「なす」は英語でEggplantだけじゃない!イギリス英語「Aubergine」との違いや料理名まで解説

「なす」は英語で?サムネイル

「なす」を英語でどのように言えばよいか、迷った経験はありませんか?

旅行先や英会話、レストランで料理について話をする際、「なす」の英語訳は必ず知っておきたい単語のひとつです。

さらに、「なす」はアメリカ英語とイギリス英語で表現が異なるため、どちらを使えばよいのか戸惑う人も多いでしょう。

 

この記事では、その違いだけでなく「なす」の語源や、海外で日本食を紹介するときにすぐ使える便利なフレーズも解説します。

なぜ「なす」の英語表現が国や地域によって異なるのか、その背景も含めて一緒に学んでいきましょう!

基本:「なす」は英語でEggplant(アメリカ英語)

"Eggplant" at supermarket display. (スーパーの「エッグプラント」売り場。)

「なす」を英語でどう言うか、きちんと発音まで説明できますか?

中学校や高校の英語で「Eggplant」と習った方も多いはずですが、発音や使い方で迷ってしまう方もいるのではないでしょうか。

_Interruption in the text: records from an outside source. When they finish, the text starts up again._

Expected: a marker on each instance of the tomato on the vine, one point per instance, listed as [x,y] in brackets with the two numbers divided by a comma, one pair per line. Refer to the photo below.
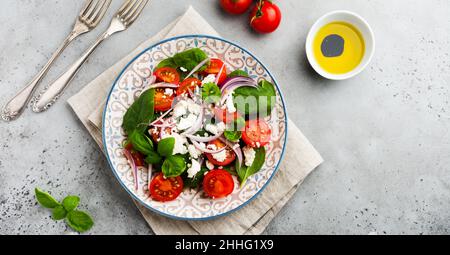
[265,17]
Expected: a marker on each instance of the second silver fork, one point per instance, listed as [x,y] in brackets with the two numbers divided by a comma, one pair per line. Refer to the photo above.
[123,19]
[90,16]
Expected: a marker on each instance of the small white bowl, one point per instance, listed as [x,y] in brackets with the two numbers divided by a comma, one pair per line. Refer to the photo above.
[352,19]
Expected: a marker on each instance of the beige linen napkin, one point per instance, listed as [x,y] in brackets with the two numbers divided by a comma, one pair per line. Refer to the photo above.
[300,158]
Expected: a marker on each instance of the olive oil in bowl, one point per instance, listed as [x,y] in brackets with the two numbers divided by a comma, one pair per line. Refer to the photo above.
[339,47]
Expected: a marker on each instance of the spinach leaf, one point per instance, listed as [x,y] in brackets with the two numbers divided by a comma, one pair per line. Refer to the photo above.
[238,73]
[174,166]
[232,136]
[59,213]
[45,199]
[140,113]
[165,146]
[253,101]
[167,63]
[153,158]
[195,181]
[245,172]
[70,203]
[211,92]
[79,221]
[141,142]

ここでは、アメリカ英語での「なす(Eggplant)」について、意味や発音のコツ、さらに深く学ぶポイントをご紹介します。

英単語発音記号意味・備考
eggplant[égplæ̀nt]なす(茄子)
アメリカ、カナダ、そして日本の多くの教科書で使われる英語。アクセントは最初の「エ」に置きます。スペルも発音も直訳すると「卵の植物」という面白い呼び名ですが、現在主流の紫色のなすとは見た目が異なるエピソードが語源です。

 

英語で「eggplant」を使うとき、少し気をつけたいのが発音です。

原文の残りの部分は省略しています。